YAOUNDÉ — Le rideau est tombé ce vendredi sur la 17e édition du Forum des Métiers de la Mode et du Design (FOMOD), organisé au Hilton Hotel de Yaoundé. Lancée le 25 mai dernier par le ministre des Petites et Moyennes Entreprises, de l’Économie sociale et de l’Artisanat, Achille Bassilekin III, cette vitrine économique majeure s’est clôturée par un défilé de haute facture. La présence remarquée de la Première dame, Chantal Biya, venue soutenir la jeune garde de la création nationale, a constitué le point d’orgue de cette édition.
Placé sous le thème porteur « Racines et innovations entre le Cameroun et le reste du monde », le rendez-vous a tenu ses promesses sur le plan culturel et entrepreneurial. Les stylistes, designers et artisans locaux ont dévoilé des collections audacieuses, mêlant habilement l’héritage ancestral aux tendances contemporaines. Pour les observateurs du secteur, cette plateforme a pleinement confirmé le dynamisme et le potentiel de l’artisanat national, élevant le savoir-faire camerounais vers les standards internationaux du marché de la mode.

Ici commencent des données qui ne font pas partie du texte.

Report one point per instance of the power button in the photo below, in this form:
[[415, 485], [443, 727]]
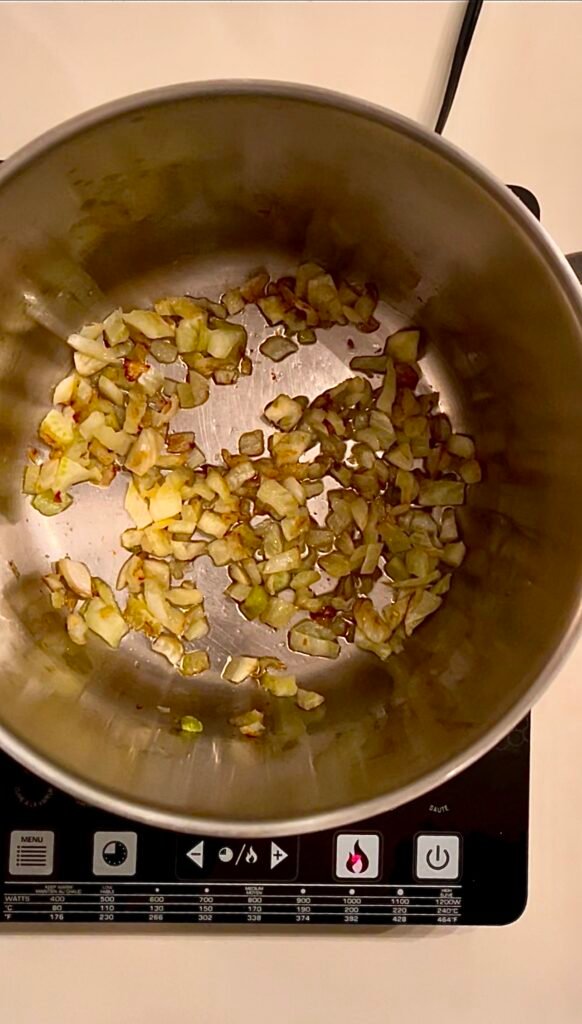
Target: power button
[[438, 857]]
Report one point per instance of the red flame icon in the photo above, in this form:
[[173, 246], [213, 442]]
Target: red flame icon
[[357, 861]]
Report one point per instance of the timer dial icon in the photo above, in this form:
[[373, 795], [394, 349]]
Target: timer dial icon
[[115, 853]]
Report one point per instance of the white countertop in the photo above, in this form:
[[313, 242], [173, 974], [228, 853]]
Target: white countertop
[[517, 111]]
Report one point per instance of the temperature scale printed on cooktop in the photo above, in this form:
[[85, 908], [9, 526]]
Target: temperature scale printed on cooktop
[[455, 856]]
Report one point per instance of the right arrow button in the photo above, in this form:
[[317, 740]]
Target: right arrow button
[[277, 855]]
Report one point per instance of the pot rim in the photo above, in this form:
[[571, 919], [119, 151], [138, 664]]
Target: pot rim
[[556, 264]]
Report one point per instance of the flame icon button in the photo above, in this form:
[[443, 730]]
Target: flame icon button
[[358, 856]]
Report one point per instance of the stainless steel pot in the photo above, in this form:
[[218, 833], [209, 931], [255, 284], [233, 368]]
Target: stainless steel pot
[[188, 188]]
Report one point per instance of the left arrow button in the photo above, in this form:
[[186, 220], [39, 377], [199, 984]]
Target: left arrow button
[[197, 854]]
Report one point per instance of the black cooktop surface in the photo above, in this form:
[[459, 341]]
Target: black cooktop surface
[[455, 856]]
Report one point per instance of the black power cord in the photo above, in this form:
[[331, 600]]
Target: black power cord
[[470, 17]]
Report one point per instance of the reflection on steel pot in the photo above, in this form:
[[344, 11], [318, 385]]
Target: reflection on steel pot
[[190, 188]]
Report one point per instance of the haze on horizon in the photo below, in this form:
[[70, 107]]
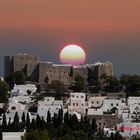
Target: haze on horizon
[[107, 30]]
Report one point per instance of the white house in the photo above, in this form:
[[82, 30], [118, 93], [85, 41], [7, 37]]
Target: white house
[[98, 105], [128, 129], [77, 103], [22, 90], [49, 104]]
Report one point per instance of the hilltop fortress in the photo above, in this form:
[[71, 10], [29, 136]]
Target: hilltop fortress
[[45, 72]]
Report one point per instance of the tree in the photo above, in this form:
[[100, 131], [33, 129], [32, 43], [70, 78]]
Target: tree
[[3, 91], [1, 135], [60, 116], [4, 123], [71, 72], [15, 123], [58, 86], [94, 126], [33, 108], [48, 117], [27, 122], [23, 118]]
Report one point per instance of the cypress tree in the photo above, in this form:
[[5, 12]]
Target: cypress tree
[[71, 72], [94, 126], [42, 123], [16, 122], [4, 123], [9, 125], [48, 117], [23, 118], [55, 123], [27, 123], [60, 116], [38, 122], [66, 118], [1, 138]]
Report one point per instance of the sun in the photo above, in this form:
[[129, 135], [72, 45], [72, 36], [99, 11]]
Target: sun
[[72, 54]]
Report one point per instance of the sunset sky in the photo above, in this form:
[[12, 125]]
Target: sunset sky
[[108, 30]]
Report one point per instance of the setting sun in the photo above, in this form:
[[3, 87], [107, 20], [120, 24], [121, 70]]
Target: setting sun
[[72, 54]]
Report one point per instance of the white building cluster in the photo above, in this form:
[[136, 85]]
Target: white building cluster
[[127, 110]]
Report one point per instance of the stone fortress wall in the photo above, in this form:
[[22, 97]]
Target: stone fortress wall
[[43, 72]]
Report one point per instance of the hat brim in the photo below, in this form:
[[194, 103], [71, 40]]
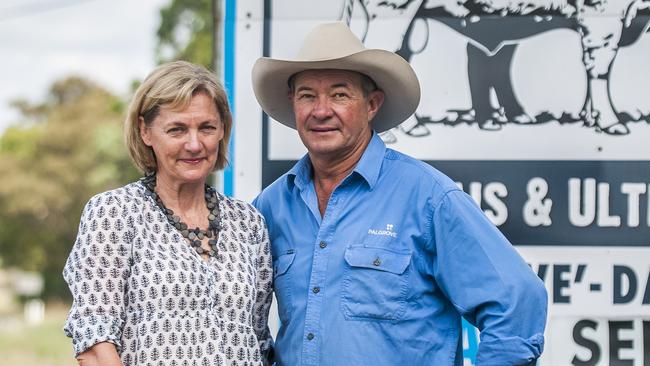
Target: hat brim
[[392, 74]]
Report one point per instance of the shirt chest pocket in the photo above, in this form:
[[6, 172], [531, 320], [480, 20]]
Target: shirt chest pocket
[[375, 283]]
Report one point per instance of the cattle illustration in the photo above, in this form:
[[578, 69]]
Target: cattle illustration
[[494, 29]]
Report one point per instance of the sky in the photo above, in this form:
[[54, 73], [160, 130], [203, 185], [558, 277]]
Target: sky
[[111, 42]]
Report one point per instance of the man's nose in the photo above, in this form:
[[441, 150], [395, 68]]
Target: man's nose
[[322, 108]]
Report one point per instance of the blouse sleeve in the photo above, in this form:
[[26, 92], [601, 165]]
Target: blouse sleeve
[[96, 272], [264, 296]]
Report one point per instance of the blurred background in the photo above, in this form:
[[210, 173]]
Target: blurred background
[[68, 69]]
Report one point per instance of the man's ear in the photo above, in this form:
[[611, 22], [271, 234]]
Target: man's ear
[[144, 132], [375, 101]]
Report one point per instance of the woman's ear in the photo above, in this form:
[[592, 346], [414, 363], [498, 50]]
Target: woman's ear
[[144, 132]]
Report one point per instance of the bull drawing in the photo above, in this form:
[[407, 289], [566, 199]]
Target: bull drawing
[[494, 28]]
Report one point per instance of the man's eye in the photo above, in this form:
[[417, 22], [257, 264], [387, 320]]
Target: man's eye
[[175, 130]]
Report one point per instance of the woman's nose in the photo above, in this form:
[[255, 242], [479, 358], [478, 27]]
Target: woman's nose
[[193, 144]]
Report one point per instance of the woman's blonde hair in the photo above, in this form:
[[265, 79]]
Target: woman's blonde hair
[[173, 85]]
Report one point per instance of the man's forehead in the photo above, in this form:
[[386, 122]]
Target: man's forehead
[[328, 76]]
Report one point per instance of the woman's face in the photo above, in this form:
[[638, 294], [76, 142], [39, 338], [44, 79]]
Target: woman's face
[[185, 142]]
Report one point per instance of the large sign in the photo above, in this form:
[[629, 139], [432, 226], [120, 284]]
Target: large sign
[[539, 109]]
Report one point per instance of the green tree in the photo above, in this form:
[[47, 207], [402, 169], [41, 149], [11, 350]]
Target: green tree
[[68, 149], [185, 32]]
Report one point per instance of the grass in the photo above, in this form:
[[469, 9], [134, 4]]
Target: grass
[[38, 345]]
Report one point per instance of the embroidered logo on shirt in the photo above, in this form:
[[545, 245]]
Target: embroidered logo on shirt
[[384, 232]]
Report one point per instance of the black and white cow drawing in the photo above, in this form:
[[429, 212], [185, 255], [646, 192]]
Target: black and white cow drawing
[[494, 28]]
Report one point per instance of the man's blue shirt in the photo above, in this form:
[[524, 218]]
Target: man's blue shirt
[[383, 278]]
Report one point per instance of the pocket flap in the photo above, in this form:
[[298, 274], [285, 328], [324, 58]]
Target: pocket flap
[[377, 258], [283, 262]]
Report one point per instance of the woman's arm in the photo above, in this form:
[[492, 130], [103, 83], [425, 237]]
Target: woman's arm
[[264, 289], [97, 271], [101, 354]]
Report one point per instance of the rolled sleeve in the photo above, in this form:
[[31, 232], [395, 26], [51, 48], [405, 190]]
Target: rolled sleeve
[[96, 272], [489, 283]]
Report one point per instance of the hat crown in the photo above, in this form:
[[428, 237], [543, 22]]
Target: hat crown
[[329, 41]]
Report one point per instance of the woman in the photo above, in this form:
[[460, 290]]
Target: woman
[[166, 271]]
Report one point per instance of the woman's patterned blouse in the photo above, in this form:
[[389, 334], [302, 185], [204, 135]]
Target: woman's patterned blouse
[[137, 283]]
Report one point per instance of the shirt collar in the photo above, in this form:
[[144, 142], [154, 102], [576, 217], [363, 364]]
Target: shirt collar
[[368, 166]]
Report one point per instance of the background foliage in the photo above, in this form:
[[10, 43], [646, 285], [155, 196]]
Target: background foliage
[[67, 148]]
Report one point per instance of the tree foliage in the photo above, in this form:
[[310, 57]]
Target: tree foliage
[[67, 149], [185, 32]]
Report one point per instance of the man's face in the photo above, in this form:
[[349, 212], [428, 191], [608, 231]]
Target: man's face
[[332, 113]]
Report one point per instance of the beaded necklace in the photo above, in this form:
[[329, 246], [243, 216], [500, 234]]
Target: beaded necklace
[[196, 235]]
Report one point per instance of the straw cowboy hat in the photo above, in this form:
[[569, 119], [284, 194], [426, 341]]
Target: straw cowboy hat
[[334, 46]]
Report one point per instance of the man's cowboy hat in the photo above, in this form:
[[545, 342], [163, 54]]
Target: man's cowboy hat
[[334, 46]]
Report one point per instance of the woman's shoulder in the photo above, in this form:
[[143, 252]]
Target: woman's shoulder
[[126, 196], [239, 207]]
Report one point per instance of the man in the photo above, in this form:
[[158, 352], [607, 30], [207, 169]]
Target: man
[[376, 255]]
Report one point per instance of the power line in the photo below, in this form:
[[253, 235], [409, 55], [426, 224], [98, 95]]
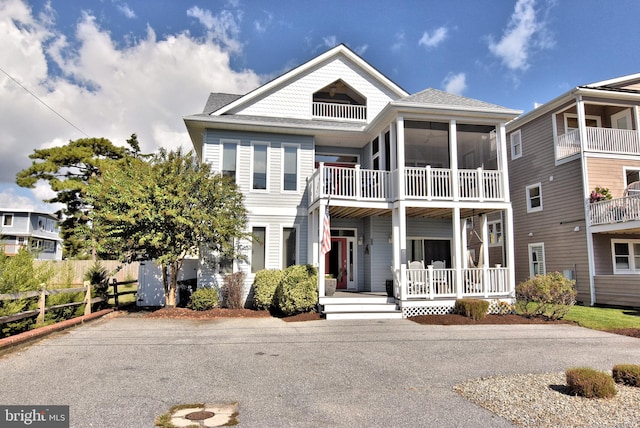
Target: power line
[[43, 103]]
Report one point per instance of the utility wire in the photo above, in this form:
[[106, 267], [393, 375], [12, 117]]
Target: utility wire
[[43, 103]]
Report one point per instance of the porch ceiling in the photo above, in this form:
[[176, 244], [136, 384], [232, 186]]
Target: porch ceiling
[[416, 212]]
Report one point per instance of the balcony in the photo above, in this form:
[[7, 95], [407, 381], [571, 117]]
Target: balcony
[[612, 211], [419, 183], [602, 140], [323, 110]]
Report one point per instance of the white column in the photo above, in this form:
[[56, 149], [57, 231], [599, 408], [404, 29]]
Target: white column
[[400, 157], [453, 150], [457, 251]]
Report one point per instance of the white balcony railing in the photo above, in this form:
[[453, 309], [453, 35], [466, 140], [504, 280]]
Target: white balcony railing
[[339, 111], [432, 283], [603, 140], [617, 210]]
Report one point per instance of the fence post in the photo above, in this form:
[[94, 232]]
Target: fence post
[[115, 292], [87, 299], [42, 304]]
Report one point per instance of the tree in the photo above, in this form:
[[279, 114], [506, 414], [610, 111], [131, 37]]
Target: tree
[[68, 169], [165, 209]]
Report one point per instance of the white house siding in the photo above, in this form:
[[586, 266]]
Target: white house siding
[[294, 100], [274, 208], [562, 202]]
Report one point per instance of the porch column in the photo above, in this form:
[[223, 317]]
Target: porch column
[[485, 255], [400, 158], [457, 251], [453, 150], [399, 237], [502, 145], [507, 239], [321, 266]]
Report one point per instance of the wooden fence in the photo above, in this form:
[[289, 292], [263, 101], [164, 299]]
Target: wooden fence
[[42, 299]]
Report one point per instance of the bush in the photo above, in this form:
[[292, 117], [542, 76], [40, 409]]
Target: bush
[[298, 290], [590, 383], [627, 374], [204, 299], [264, 288], [549, 296], [471, 308], [233, 290]]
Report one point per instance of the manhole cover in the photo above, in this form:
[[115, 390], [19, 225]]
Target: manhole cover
[[199, 416]]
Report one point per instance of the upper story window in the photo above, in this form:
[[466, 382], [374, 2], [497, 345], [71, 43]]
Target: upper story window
[[534, 198], [339, 101], [259, 174], [516, 144], [229, 158], [290, 168]]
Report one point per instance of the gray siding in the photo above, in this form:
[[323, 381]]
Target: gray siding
[[563, 207]]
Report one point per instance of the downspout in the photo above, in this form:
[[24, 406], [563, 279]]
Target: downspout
[[585, 190]]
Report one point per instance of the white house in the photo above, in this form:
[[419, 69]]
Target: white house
[[405, 179], [37, 230]]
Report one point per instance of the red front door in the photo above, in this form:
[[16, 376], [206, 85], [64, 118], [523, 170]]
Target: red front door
[[335, 261]]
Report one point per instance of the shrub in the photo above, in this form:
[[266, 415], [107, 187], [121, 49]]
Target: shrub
[[204, 299], [264, 287], [550, 296], [233, 290], [627, 374], [297, 291], [590, 383], [471, 308]]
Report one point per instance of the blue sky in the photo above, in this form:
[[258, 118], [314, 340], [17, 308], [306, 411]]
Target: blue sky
[[112, 67]]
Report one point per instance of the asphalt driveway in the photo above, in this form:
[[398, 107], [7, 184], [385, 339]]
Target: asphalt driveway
[[123, 372]]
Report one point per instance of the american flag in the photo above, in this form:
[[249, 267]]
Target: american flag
[[326, 236]]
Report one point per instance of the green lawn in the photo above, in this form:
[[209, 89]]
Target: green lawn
[[604, 318]]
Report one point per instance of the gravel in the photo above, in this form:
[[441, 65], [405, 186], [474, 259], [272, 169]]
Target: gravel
[[540, 400]]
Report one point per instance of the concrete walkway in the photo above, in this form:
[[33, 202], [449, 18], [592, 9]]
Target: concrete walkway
[[123, 372]]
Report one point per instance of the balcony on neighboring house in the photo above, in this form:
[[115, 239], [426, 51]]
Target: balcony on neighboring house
[[599, 140], [424, 183]]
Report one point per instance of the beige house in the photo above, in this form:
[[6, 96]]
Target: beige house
[[560, 153]]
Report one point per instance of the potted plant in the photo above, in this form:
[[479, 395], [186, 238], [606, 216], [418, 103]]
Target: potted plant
[[330, 284]]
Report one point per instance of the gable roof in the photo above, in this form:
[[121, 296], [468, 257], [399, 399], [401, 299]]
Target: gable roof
[[340, 50]]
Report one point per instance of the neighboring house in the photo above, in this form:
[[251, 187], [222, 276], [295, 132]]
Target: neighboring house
[[401, 176], [559, 153], [33, 229]]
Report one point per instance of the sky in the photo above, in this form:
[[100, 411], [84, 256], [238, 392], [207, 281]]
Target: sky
[[111, 68]]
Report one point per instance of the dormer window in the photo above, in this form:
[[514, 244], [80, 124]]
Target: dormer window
[[339, 101]]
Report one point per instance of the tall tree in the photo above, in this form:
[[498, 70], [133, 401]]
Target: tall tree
[[165, 209], [67, 169]]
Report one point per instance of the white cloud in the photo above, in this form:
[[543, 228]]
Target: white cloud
[[434, 39], [455, 83], [145, 87], [525, 34], [126, 10]]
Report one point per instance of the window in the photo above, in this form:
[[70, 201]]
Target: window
[[288, 247], [258, 246], [259, 167], [290, 168], [495, 233], [229, 154], [626, 256], [536, 260], [516, 144], [534, 198]]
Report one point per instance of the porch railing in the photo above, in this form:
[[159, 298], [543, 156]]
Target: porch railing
[[605, 140], [432, 283], [617, 210], [339, 111], [436, 183]]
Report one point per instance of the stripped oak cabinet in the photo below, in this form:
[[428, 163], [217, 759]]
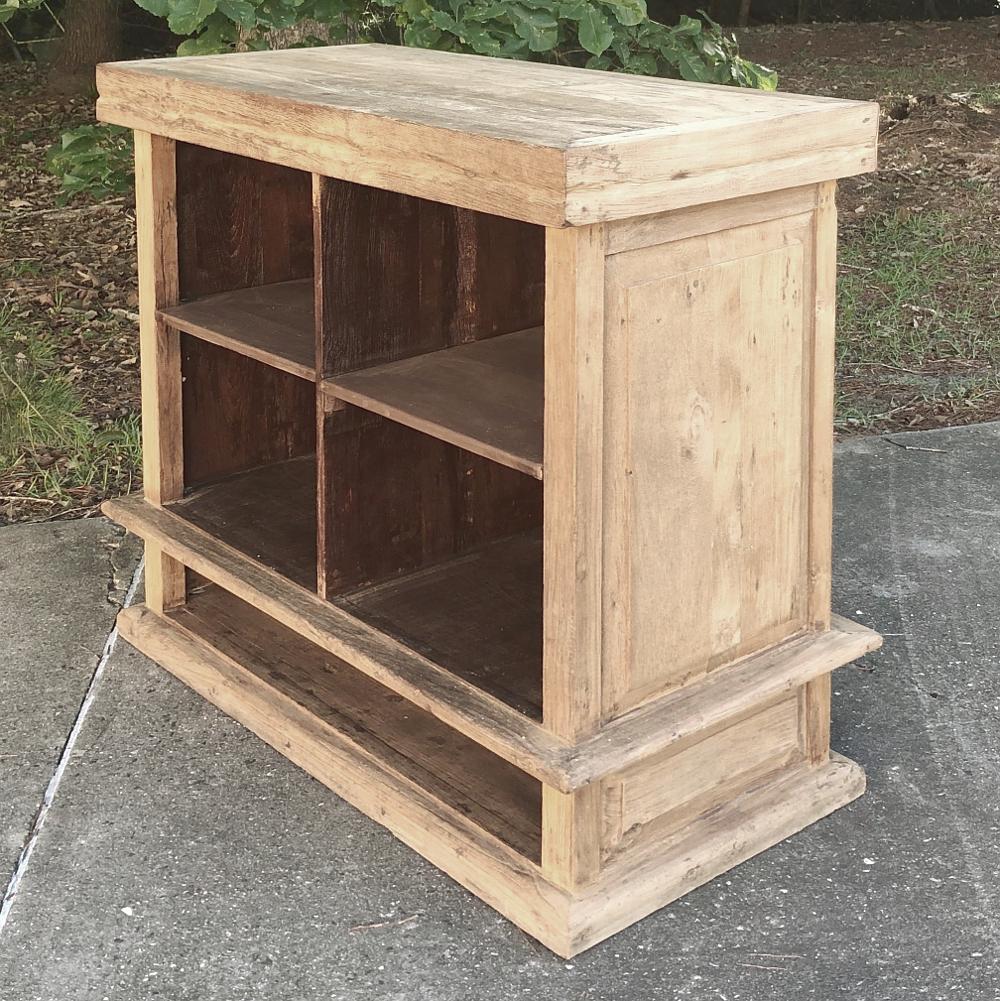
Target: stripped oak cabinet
[[486, 410]]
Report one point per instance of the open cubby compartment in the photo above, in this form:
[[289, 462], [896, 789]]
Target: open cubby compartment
[[346, 707], [429, 442], [247, 348]]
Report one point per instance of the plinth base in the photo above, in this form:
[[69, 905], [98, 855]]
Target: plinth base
[[488, 845]]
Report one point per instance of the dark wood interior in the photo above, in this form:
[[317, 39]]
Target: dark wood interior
[[422, 517], [500, 798]]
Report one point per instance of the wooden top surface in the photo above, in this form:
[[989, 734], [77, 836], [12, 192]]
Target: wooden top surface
[[530, 140]]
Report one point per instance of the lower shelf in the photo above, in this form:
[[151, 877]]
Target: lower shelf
[[498, 798], [267, 513], [451, 807]]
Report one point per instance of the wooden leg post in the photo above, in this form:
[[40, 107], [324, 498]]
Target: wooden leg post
[[159, 347]]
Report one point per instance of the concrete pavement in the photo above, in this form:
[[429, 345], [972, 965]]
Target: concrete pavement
[[183, 859]]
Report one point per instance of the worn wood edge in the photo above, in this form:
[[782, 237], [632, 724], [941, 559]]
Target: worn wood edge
[[473, 713], [175, 316], [217, 117], [636, 884], [481, 863], [614, 180], [721, 696]]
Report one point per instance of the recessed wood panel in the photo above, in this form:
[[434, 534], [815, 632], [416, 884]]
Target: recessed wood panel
[[706, 455], [679, 785]]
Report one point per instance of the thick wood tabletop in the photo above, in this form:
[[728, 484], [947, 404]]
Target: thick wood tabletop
[[548, 144]]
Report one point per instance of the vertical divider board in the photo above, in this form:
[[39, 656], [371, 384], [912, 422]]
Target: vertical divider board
[[159, 347], [240, 223], [398, 276]]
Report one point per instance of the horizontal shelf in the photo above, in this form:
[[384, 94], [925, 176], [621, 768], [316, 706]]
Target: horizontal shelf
[[500, 798], [267, 513], [484, 396], [649, 730], [274, 324], [478, 616]]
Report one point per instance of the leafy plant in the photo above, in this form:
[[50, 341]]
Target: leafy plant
[[95, 160]]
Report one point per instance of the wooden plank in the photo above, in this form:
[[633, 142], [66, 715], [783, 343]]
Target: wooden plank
[[648, 730], [696, 220], [724, 695], [548, 144], [674, 168], [159, 351], [484, 396], [478, 861], [574, 413], [478, 616], [668, 790], [240, 222], [398, 277], [271, 323], [266, 513], [637, 883], [470, 711], [496, 796]]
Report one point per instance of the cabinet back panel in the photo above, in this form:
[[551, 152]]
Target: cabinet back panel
[[240, 222], [238, 412]]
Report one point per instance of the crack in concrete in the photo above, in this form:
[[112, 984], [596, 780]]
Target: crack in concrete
[[52, 788]]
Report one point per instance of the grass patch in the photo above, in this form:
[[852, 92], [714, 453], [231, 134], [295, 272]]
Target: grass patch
[[50, 452], [911, 293]]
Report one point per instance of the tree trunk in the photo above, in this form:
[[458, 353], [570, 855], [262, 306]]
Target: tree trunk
[[92, 35]]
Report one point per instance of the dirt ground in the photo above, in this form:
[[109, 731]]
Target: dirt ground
[[920, 257]]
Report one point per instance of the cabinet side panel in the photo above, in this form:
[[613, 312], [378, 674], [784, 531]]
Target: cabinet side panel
[[706, 457]]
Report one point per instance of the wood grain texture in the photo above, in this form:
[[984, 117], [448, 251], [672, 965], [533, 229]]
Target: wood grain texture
[[398, 277], [484, 396], [369, 781], [266, 513], [226, 427], [270, 323], [454, 770], [240, 222], [159, 350], [393, 501], [574, 414], [547, 144], [648, 730], [477, 616], [640, 882], [481, 717], [708, 556], [666, 791]]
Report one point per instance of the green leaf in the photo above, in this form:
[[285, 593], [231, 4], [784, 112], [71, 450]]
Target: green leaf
[[240, 12], [158, 8], [539, 28], [628, 12], [596, 33], [186, 16]]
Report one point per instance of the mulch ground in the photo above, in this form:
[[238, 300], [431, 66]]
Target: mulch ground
[[71, 267]]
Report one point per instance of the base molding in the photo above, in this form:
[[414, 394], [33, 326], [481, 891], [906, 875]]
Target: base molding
[[633, 884]]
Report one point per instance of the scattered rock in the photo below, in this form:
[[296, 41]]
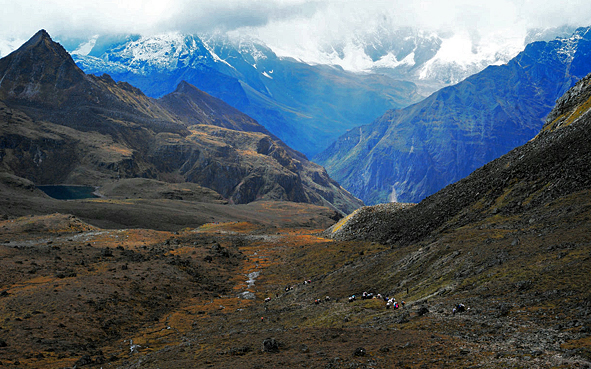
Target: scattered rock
[[422, 311], [270, 345], [359, 351], [84, 360]]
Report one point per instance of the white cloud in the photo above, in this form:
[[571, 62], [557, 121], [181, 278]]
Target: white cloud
[[294, 26]]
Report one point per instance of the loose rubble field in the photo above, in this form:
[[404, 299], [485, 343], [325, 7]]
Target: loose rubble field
[[74, 295]]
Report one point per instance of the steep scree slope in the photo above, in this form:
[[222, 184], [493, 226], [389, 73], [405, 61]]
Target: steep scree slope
[[411, 153]]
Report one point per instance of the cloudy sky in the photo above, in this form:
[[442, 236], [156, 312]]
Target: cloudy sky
[[287, 25]]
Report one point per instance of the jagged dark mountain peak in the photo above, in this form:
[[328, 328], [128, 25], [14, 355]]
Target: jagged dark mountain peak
[[38, 70], [194, 106]]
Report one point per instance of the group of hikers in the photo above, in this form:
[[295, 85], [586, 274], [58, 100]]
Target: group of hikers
[[390, 301]]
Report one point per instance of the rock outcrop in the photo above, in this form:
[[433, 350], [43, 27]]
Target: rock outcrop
[[545, 170], [58, 125], [411, 153]]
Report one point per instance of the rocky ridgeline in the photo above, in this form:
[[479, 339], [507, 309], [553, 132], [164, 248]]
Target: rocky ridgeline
[[570, 106], [115, 131], [554, 165], [361, 221]]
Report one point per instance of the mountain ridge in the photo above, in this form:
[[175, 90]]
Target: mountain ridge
[[410, 153], [98, 130]]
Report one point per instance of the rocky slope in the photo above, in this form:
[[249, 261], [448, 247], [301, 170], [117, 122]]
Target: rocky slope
[[306, 106], [511, 243], [59, 125], [542, 173], [411, 153]]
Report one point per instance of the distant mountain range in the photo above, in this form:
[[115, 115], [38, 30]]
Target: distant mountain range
[[310, 101], [515, 191], [411, 153], [59, 125], [306, 106]]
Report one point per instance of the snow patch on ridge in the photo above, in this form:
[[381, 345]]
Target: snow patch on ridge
[[86, 48]]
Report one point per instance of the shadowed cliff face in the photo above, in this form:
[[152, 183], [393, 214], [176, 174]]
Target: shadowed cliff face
[[409, 154], [58, 125], [544, 173]]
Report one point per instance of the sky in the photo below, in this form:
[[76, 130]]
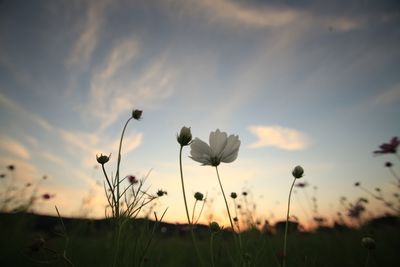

Toutefois, cette célébration du glamour culturel s’inscrit dans un contexte national marqué par une sensibilité sociale accrue. L’apparition de la Première dame au Hilton Hotel a en effet déclenché des vagues de commentaires et de critiques parmi plusieurs activistes et leaders d’opinion. Ces derniers soulignent un contraste entre les festivités de l’événement et l’émoi provoqué par l’affaire de la jeune Joyce Nawal, symbole d’une recrudescence perçue des violences sexuelles sur les mineurs au Cameroun.
Des appels à une prise de parole officielle et symbolique se multiplient au sein de la société civile, exigeant un engagement public plus affirmé du sommet de l’État face aux enjeux de protection de l’enfance. À l’intersection de l’effervescence économique et des attentes citoyennes, cette édition du FOMOD illustre une fois de plus la complexité du rôle institutionnel et représentatif des figures publiques, constamment confrontées aux réalités et aux urgences de l’opinion nationale.